Tuesday, April 30, 2013

Say What? Work-Force Science a New Field...Not! And Data Aren't the Problem

A recent New York Times article described a so-called "emerging field called work-force science:

It adds a large dose of data analysis, aka Big Data, to the field of human resource management, which has traditionally relied heavily on gut feel and established practice to guide hiring, promotion and career planning.

While the practice of human resource management could certainly use stronger foundations in rigorous scholarship, this article is insulting to generations of researchers who have used data to carefully answer critical questions in the field for decades. In 1949, the first director of the precursor to today's Center for Human Resources and Labor Studies at the University of Minnesota, Professor Dale Yoder, launched a series of pioneering benchmarking studies of personnel ratios, salaries, and budgets. In the 1950s, Professor Yoder's colleagues developed of a number of measurement instruments that continue to be used today around the world, including the Minnesota Satisfaction Questionnaire. And so on and so forth right up to today, such as a recent project by some of my current colleagues who worked with data from seven organizations to better understand turnover. In fact, while we can always keep learning from new data sources (especially those using company records, or, even better, field experiments), from my perspective the field sometimes has too much data and not enough conceptual clarity.

Indeed, my books seek to add this conceptual clarity and many of my entries in this blog are ultimately more conceptual than empirical in nature. As another example, earlier this month I had a stimulating time at the Asian Congress of the International Labor and Employment Relations Association in Melbourne, Australia, where I listened to numerous presentations on diverse topics related to human resources and employment relations in the Asia-Pacific region. But if there was a shortcoming, it wasn't that data were lacking, it was a lack of conceptual clarity.

From my perspective, the key idea of unitarism is particularly misapplied. Unitarism is a belief that the employment relationship is largely characterized by a unity of shared interests among employers and employees. Unitarism is thus a key assumption--often not articulated--of the scholarship and practice of human resource management that seeks to improve individual and organizational performance by recognizing the human factor inherent in employees and by aligning employee-employer interests (see chapter 6 in my book The Thought of Work).

But contrary to how I see it frequently (mis)used, unitarism does not reflect all methods of managing employees. Unitarism is not simply unilateralism. Admittedly, unitarism can have an element of unilateralism because human resource management is often determined with little employee input. But unitarist human resources practices are designed with the objective of benefitting employees and their organization through win-win interest alignment. A low-road employer that unilaterally slashes wages or benefits simply because it can is exercising a very different kind of unilateralism. So yes, human resource management can be criticized for its unilateral aspects, but unitarism is not simply unilateralism.

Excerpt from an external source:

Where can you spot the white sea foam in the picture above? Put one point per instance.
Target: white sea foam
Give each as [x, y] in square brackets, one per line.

Similarly, unitarism is not neoliberalism. Neoliberalism embraces laissez-faire economic policies and the operation of so-called free markets. So forms of human resource management that emphasize adherence to markets, such as imposing wage cuts when unemployment is high, are consistent with neoliberalism. But they are not rooted in unitarism. In contrast, human resources policies that seek engagement, commitment, alignment, and the like are rooted in unitarism, not neoliberalism. Neoliberalism also sees work as a commodity while unitarism sees work very differently as a source of personal fulfillment.

Admittedly there is overlap between neoliberalism and unitarism in that both perspectives embrace the freedom of corporations and managers to make unfettered decisions, and thus both perspectives do not embrace unions or interventionist public policies--but for different reasons. In neoliberalism it is because the market is king, in unitarism it is because unions and laws interfere with employer-employee alignment.

In closing, I should make clear that I am a critic rather than supporter of unitarism. I believe that the employment relationship is better characterized by pluralism (that is, the employment relationship involves a multiplicity of legitimate stakeholder interests that include conflicts of interest that cannot be aligned--see my book Employment with a Human Face), and thus we should not rely on managers (or markets) to look out for workers' interests in all cases. But these debates are better served by clear understandings of these key conceptual ideas. And new data sources are always good, too, even if so-called work-force science has been around for decades in the form of industrial relations, I-O psychology, and other fields.